Treating Hot Flashes
- In addition to a low-fat, vegetarian diet which is strongly recommended for women who are experiencing hot flashes, regular aerobic exercise helps. A vigorous walk every day or so, or any equivalent physical activity, seems to ease hot flashes.
- Increase your intake of Vitamin C and Vitamin D. A diet rich in calcium and vitamin D is important to prevent the bone loss that can occur during menopause.
- Although more well-known as an antioxidant and anti-inflammatory, research has shown that vitamin E can cool hot flushes, too. A 2007 study found that menopausal women taking 400mcg of vitamin E every day for four weeks had fewer hot flushes and that those flushes were less severe.
- Some people may find some B vitamins useful around the time of menopause. In 2018, a group of researchers reported that “the role of compounds from the group of B vitamins cannot be overestimated in the menopause.” They add that a deficiency in these vitamins during this time of transition could lead to adverse health outcomes.
- Phytoestrogens are plant-based compounds that mimic estrogen in the body. They have been found to be beneficial in combatting symptoms and conditions caused by estrogen deficiency. This may be of particular benefit to premenopausal and post-menopausal women.
- Drinking enough water may help prevent weight gain, aid in weight loss, and reduce symptoms of dryness.
- Other important Minerals include Magnesium and Calcium.
Hormone supplements – Risks to consider
For those women who are considering hormone supplements, some preparations may be safer than others. Estrogens commonly prescribed by physicians contain significant amounts of estradiol, which is one of the forms of estrogen that has scientists and many postmenopausal women concerned about cancer risk. A different estrogen, estriol, appears to be safer. The best evidence indicates that estriol does not increase cancer risk.

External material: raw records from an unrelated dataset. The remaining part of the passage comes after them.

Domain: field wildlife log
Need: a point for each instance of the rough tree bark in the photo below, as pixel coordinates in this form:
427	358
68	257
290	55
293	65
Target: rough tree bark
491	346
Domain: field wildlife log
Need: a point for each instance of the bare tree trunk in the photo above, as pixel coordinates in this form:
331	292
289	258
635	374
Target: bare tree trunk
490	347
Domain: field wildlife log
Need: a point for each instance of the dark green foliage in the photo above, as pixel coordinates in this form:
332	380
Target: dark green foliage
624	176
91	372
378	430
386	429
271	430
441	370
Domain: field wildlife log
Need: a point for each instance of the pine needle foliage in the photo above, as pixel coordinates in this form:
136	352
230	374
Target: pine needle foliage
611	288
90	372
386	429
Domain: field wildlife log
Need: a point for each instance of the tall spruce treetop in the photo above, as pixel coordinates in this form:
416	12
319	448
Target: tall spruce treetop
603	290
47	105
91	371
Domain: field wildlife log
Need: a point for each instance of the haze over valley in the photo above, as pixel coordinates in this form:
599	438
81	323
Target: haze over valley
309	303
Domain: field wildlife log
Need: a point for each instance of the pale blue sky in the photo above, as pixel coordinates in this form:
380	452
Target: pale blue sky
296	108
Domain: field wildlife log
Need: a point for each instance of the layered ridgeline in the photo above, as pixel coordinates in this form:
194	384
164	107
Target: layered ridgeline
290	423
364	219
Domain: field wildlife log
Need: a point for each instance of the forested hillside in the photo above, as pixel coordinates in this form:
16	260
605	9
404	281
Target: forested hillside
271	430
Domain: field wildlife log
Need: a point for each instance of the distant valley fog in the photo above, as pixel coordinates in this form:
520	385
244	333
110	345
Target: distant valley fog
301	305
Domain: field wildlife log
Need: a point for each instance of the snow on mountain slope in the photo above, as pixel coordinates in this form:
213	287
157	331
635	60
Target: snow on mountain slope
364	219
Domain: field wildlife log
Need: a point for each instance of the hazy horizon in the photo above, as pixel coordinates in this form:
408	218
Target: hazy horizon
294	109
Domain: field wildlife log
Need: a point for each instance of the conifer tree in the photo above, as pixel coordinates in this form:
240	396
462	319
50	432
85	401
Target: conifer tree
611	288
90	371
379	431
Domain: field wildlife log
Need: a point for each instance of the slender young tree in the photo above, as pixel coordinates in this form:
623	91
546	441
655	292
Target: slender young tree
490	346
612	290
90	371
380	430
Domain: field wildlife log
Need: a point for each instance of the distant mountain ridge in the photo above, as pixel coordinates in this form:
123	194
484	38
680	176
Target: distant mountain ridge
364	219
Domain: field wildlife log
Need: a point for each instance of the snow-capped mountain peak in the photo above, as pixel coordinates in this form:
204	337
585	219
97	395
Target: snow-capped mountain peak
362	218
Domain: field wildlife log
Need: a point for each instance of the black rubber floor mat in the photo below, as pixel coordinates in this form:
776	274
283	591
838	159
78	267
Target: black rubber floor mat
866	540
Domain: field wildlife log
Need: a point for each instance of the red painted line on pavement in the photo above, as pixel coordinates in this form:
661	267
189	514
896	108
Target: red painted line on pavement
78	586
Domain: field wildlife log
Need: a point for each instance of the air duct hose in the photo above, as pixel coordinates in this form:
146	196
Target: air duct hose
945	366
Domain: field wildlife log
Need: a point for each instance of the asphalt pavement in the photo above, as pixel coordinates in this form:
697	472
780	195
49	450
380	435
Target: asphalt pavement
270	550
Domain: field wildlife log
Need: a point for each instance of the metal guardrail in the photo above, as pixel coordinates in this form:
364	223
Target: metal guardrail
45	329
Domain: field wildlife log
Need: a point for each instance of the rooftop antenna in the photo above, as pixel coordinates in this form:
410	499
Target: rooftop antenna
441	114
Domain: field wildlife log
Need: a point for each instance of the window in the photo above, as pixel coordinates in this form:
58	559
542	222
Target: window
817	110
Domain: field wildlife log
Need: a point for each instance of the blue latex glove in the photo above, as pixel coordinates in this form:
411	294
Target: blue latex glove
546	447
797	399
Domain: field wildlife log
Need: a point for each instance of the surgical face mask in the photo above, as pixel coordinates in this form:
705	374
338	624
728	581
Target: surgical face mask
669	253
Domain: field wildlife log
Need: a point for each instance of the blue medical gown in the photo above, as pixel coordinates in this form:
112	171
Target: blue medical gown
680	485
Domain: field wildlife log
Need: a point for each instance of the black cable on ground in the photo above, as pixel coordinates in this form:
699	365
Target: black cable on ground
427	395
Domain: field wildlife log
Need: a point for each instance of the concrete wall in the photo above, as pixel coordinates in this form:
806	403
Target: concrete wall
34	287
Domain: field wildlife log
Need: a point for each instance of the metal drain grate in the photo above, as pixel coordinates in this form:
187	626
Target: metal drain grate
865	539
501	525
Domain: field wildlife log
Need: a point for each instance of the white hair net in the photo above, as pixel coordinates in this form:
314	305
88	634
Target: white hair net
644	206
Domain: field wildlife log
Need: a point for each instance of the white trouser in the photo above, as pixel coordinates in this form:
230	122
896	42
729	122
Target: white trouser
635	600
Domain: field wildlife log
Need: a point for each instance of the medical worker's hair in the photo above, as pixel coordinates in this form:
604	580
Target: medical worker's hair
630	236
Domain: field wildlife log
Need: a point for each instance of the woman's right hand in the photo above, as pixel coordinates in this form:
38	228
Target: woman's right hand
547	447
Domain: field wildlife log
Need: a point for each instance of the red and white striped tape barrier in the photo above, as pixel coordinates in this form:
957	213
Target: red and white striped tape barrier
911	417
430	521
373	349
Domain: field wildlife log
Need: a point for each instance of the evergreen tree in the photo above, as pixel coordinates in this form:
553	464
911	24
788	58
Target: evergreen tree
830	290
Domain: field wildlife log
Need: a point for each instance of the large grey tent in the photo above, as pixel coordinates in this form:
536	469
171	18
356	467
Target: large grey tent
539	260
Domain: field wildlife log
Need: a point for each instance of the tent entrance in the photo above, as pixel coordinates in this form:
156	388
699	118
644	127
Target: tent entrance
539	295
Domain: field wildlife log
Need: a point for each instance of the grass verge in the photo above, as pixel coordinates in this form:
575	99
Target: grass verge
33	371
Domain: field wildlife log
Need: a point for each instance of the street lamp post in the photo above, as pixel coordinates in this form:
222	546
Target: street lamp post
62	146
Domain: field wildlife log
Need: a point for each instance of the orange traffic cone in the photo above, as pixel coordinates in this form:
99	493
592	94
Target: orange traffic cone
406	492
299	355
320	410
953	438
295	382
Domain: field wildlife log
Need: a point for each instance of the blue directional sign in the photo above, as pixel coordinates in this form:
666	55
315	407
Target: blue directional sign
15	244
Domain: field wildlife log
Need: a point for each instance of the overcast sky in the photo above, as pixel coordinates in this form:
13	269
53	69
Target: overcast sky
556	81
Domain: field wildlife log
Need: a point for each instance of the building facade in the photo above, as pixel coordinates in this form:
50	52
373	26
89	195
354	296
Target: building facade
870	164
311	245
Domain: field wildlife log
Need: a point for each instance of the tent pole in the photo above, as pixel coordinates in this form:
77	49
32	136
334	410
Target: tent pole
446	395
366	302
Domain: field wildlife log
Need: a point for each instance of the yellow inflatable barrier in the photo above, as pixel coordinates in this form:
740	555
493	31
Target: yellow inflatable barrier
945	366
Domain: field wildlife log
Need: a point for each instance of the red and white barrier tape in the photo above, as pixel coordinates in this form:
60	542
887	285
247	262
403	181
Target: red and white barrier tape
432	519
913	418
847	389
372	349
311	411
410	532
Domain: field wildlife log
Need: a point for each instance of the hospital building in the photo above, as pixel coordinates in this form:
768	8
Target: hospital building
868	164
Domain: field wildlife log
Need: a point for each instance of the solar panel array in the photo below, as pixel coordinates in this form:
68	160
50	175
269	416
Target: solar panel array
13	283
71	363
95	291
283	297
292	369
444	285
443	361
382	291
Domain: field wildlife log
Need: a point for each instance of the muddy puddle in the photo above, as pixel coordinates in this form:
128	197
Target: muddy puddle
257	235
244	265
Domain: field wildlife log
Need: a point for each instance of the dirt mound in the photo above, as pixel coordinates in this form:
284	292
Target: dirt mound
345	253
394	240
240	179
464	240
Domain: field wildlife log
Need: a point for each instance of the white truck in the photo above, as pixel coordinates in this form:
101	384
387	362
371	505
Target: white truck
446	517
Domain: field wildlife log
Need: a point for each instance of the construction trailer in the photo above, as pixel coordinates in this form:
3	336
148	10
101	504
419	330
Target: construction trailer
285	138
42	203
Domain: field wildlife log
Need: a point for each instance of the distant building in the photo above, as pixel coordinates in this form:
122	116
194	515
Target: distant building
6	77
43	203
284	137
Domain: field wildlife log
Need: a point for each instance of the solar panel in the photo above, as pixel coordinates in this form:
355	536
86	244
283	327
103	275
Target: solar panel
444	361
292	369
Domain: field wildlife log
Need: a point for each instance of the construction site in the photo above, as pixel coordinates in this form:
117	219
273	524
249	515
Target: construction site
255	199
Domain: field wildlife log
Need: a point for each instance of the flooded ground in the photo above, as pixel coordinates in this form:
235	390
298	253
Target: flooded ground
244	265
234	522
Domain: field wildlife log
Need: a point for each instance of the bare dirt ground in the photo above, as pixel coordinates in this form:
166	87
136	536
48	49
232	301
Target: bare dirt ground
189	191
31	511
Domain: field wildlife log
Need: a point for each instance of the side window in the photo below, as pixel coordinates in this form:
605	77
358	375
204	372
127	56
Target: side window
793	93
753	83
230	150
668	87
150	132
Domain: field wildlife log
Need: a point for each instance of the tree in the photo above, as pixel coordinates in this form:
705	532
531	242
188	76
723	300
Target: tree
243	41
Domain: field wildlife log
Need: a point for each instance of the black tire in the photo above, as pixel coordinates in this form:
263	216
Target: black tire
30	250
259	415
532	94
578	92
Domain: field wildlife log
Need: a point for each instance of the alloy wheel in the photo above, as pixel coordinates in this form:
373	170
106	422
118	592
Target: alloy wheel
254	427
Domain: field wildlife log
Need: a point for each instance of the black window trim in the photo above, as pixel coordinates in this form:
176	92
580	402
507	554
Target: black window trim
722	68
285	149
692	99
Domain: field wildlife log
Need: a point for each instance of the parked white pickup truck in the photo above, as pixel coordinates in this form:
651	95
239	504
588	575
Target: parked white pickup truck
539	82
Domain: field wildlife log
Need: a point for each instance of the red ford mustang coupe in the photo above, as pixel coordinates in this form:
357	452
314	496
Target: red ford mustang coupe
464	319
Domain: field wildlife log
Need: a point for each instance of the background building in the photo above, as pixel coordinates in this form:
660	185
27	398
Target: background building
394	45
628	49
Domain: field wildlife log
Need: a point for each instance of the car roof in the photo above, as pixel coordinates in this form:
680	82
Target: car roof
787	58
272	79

To me the conclusion I have reached, is that the regular intake of Chaya and its Vitamin, Mineral, Amino Acid and Phytochemical content definitely helped me with the effects of menopause . The combination of these nutrients, also help my body to optimally absorb these vitamins and minerals, which is not always possible when drinking single supplements.
How Can Chaya help?
Chaya contains the important Vitamins like Vitamin A, Vitamins B, Vitamin C, Vitamin E and Vitamin D, as well as important minerals like Calcium.
Phytoestrogens are plant-based compounds that mimic estrogen in the body. They have been found to be beneficial in combatting symptoms and conditions caused by estrogen deficiency. This may be of particular benefit to premenopausal and post-menopausal women.
Drinking a combination of these Vitamins and Minerals together also lead to an increased absorption rate of the nutrients in the body. In other words, in order for your body to absorb Magnesium and Zinc, you also need Vitamin D and this is true for other Vitamins and Minerals as well.